As a child, the backyard seemed like a huge place. My family never lived on more than half an acre, but it always seemed so much larger. We filled the space with hide-and-seek, football, tree climbing, and fort building; leaf piles in the summer, igloos in the winter, super-soakers in the summer and despite its name, freeze tag all year round. We'd play heroes in our superhero pajamas, monkey-in-the-middle, and capture the flag. We'd harass the wildlife, plant gardens, and exchange first kisses behind the tool shed. The yard was our domain.

Then as now, the adults stuck to the house, at most, they'd venture onto the deck. Whoever's yard we played in, that's who was in charge. That's who was king. Disputes over rules or who wouldn't be "it" were resolved by king's decree: "Well, this is my yard, go home if you don't like it!". At which point the dissenter would either stage a coup by trying to get everyone to take the game to his yard or make a rude face and say something smart like,"It's not your yard, it's your parents' yard," even though as far as everyone was concerned it was the king's yard as much as the yards they lived on were theirs and not their parents' or as much as their parents felt the houses they lived in were their own and not the bank's.

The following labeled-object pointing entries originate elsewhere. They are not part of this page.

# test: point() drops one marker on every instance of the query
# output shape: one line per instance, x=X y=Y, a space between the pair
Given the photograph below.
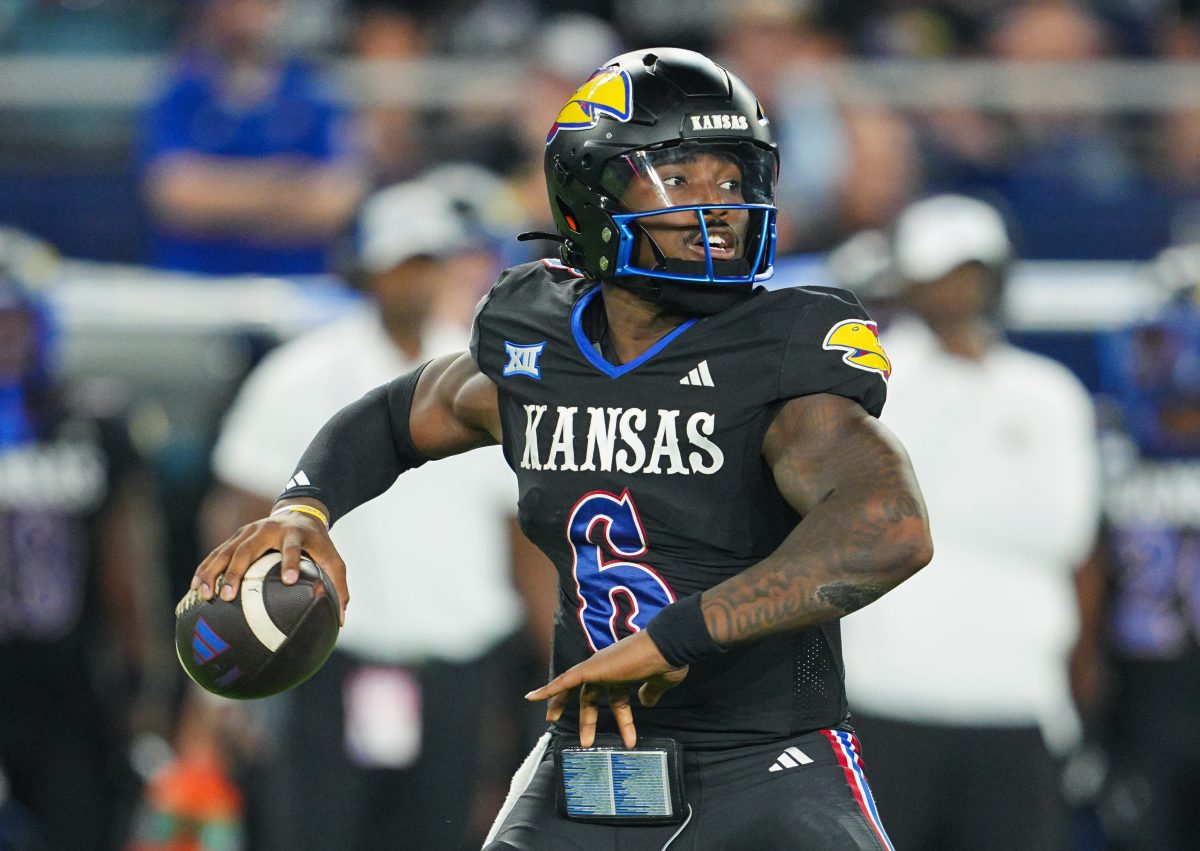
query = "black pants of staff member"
x=64 y=768
x=964 y=789
x=318 y=798
x=1153 y=798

This is what I thought about today as I mowed the yard. Even though I still live on the same size yard I did growing up, it seems smaller, the surrounding houses and roads closer. The yard has become little more than an undersized buffer between me (in the house) and the surrounding world. After traveling across oceans, and exploring mountains and wilderness, I suppose it makes sense that the yard has lost some of its appeal, but the magic is still there somewhere even if I only notice it during reminiscence or while straining behind a push-mower for hours on an overgrown lawn.